Looking forward, the analytical lens this article applies has broad relevance beyond Brazil's national experience. The return of Lula to the presidency and the subsequent relaunch of Bolsa Família in its reconstituted form — now as Bolsa Família with higher benefit floors and expanded coverage under the rubric of social protection reform — provides a natural laboratory for assessing the reversibility of drift-type transformation. Whether the institutional memory and administrative infrastructure of the original program survived the Bolsonaro years sufficiently intact to support genuine reconstruction is an empirical question that researchers are only beginning to investigate systematically.
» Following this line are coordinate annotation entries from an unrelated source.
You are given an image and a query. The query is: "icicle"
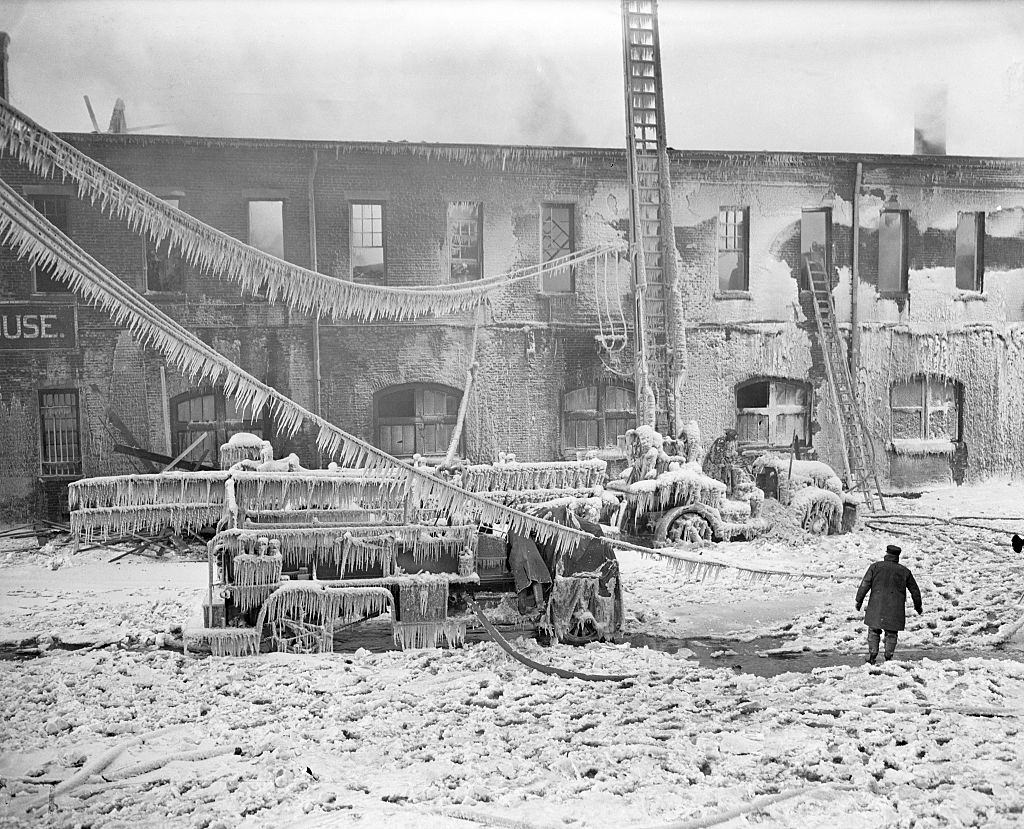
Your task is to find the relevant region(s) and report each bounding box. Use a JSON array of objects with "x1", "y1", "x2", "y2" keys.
[
  {"x1": 391, "y1": 619, "x2": 466, "y2": 651},
  {"x1": 181, "y1": 627, "x2": 259, "y2": 656}
]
At a broader regional level, the Brazilian case invites comparison with other Latin American contexts where right-wing or center-right governments have inherited large-scale transfer programs — Mexico under the PAN, Colombia under Duque, or Ecuador under Lasso — and made analogous choices about how to manage politically embedded social spending they did not create and did not philosophically endorse. The "dismantling or drifting" framework may prove as applicable to those cases as it does to Brazil, offering a comparative vocabulary that can sharpen the field's understanding of ideological translation in social policy. For civil society organizations and advocacy networks working to protect redistributive programs under hostile administrations, the lesson is equally pointed: the most consequential struggles over social policy are not always fought at the level of legislative abolition but in the quieter domains of budget allocation, administrative redesign, and conditionality reform — precisely the terrains where mobilization is hardest and external scrutiny most difficult to sustain.